2 min read AI-generated

OpenAI Preparing Legal Action Against Apple — The Siri Deal Turned Sour

Copy article as Markdown

The ChatGPT integration in Siri didn't deliver what OpenAI expected. Now lawyers are working on possible steps against Apple.

Featured image for "OpenAI Preparing Legal Action Against Apple — The Siri Deal Turned Sour"

The partnership between OpenAI and Apple was one of the big promises of WWDC 2024: ChatGPT baked into Siri, Visual Intelligence, everywhere on the iPhone. Billions in new subscribers were supposed to follow. Two years later, reality looks very different — and OpenAI is reaching for legal tools.

What happened

According to Bloomberg, OpenAI has hired an outside law firm to explore legal options against Apple. A formal breach-of-contract notice is on the table, possibly even a lawsuit. The core issue: OpenAI says the ChatGPT integration in iOS is buried, hard to find, and revenue is nowhere near projections.

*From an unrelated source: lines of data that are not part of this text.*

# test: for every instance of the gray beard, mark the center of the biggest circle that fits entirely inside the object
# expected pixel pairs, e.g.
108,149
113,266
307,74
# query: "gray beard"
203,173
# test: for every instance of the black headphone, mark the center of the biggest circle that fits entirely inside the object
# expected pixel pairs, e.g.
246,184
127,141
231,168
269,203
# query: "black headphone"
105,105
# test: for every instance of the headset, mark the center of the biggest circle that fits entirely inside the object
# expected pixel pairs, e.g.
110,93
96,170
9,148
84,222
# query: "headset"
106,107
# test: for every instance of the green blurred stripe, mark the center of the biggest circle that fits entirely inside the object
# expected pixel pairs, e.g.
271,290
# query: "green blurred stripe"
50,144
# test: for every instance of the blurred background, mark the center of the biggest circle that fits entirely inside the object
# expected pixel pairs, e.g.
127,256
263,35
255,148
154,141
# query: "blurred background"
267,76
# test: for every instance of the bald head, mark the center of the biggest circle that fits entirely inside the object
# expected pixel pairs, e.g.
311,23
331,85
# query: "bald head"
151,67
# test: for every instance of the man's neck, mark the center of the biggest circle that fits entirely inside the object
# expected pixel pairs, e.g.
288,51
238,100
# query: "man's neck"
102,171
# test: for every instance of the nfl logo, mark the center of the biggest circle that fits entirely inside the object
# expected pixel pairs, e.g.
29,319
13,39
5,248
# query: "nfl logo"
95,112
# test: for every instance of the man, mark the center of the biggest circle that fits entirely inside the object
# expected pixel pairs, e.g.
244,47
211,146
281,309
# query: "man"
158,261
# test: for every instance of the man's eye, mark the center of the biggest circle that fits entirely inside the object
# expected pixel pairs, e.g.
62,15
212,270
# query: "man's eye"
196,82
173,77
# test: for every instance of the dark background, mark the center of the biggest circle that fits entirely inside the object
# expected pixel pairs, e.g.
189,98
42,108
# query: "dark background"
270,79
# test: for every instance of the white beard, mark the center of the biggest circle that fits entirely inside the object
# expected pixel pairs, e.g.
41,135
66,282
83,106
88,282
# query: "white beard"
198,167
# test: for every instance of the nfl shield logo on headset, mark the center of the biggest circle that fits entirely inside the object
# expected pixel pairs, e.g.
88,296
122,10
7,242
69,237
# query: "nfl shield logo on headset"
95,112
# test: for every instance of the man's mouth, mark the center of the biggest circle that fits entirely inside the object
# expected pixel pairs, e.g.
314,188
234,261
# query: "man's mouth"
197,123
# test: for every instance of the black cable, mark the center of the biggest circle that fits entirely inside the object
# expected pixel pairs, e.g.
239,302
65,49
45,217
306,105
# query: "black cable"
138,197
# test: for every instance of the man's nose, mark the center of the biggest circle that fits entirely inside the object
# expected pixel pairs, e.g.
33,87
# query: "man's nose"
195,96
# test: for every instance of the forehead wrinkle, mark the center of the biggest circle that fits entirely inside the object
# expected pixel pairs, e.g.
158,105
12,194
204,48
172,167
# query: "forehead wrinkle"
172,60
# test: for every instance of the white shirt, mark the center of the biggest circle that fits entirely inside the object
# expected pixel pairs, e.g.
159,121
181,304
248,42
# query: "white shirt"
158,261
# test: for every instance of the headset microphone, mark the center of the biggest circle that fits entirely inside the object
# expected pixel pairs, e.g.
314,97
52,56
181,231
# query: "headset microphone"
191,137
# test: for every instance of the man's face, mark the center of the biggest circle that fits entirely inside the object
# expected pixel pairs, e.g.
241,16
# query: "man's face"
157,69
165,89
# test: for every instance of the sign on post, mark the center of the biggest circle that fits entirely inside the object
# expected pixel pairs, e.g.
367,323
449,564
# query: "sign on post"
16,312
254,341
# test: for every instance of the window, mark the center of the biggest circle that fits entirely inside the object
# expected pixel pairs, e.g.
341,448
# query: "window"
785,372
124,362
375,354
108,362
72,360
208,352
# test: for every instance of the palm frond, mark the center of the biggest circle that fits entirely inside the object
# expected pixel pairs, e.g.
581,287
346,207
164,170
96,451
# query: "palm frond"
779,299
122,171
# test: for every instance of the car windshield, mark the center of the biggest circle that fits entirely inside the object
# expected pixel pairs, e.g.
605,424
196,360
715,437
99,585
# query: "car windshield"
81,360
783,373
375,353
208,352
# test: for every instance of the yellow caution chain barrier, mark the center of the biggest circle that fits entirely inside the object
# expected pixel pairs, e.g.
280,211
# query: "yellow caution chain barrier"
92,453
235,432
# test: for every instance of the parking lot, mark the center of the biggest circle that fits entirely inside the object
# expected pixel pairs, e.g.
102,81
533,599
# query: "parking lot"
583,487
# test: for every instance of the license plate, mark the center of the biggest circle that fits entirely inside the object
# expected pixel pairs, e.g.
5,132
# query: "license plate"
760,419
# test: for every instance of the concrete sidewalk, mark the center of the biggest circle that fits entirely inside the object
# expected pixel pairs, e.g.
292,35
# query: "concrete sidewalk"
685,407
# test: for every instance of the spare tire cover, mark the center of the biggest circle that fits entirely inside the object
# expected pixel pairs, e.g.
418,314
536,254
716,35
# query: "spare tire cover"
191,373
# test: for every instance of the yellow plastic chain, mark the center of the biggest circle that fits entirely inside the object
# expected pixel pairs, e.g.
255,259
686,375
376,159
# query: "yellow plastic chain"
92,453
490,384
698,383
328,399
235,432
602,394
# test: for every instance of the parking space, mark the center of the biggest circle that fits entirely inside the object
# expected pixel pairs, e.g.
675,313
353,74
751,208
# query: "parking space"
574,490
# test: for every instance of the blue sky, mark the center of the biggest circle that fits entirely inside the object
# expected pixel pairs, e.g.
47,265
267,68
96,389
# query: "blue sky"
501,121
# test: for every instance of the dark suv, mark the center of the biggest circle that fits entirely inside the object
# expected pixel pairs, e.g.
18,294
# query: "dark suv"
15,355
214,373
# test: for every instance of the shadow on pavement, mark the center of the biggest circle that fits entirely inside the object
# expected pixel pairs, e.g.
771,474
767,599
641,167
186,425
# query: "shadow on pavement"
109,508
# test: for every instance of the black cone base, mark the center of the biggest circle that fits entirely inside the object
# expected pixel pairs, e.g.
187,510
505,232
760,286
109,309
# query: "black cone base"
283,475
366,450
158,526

One OpenAI executive told Bloomberg that Apple essentially asked them to take a ‘leap of faith.’ It didn’t work out well.

Apple’s side

Apple apparently has its own complaints. Concerns about OpenAI’s privacy standards are part of the picture — and the fact that OpenAI is building its own hardware with former Apple executives, including Jony Ive, probably doesn’t sit well in Cupertino either.

Why this matters

This story follows a pattern that Apple partners know well: Google Maps got kicked off the iPhone in 2012, Adobe Flash was blocked, Spotify was disadvantaged in the App Store for years. If you build on Apple’s platform, you’re always just a guest.

For the AI industry, the signal is clear: the big platform deals of the last two years don’t automatically deliver what everyone hoped for. OpenAI is simultaneously tangling with Apple, with Musk (trial ongoing), and with Microsoft (tensions ahead of the IPO). That’s a lot of fronts for a company trying to change the world.

Also worth noting: Apple has since chosen Google as its AI infrastructure partner — Gemini models will power the next generation of Apple Intelligence. For roughly a billion dollars a year. So OpenAI wasn’t just disappointed — it was replaced.